The powerful congressman also directed $28.6 million in federal money to Forensic Science Technology Center in Largo, which by an equally amazing coincidence employed another son, Billy.
"It's really old news, is my first reaction," Young said Thursday. And he's right, since much of the CREW chapter on his generosity was first reported by the Times in 2008. Old? Maybe to the Tampa Bay area, but not necessarily to the rest of the country.
Young insisted he had absolutely nothing to do with the hiring of his sons. But he didn't have to.
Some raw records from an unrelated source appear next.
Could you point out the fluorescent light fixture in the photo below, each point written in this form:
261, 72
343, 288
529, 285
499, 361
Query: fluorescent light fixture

Does anyone doubt that the executives of these companies certainly had to know that hiring the sons of one of Washington's most clout-squared politicians, who has been in Congress so long he served with John Quincy Adams, would be a savvy move?
Really now, if you were the president of Amalgamated Gizmos in Cincinnati and you had a chance to hire even a slack-jawed relative of House Speaker John Boehner, wouldn't you be thinking about creating a corner office for your new deputy assistant vice president for coffeemaking?
Being singled out by the CREW report as part of the congressional nepotism caucus didn't seem particularly bothersome for Young. "I've been in this business most of my life," he said. "I'm used to it."
And maybe in the end, that's sort of the issue.
Spend enough time in the power corridors of Washington, and you can get used to shrugging off just about anything.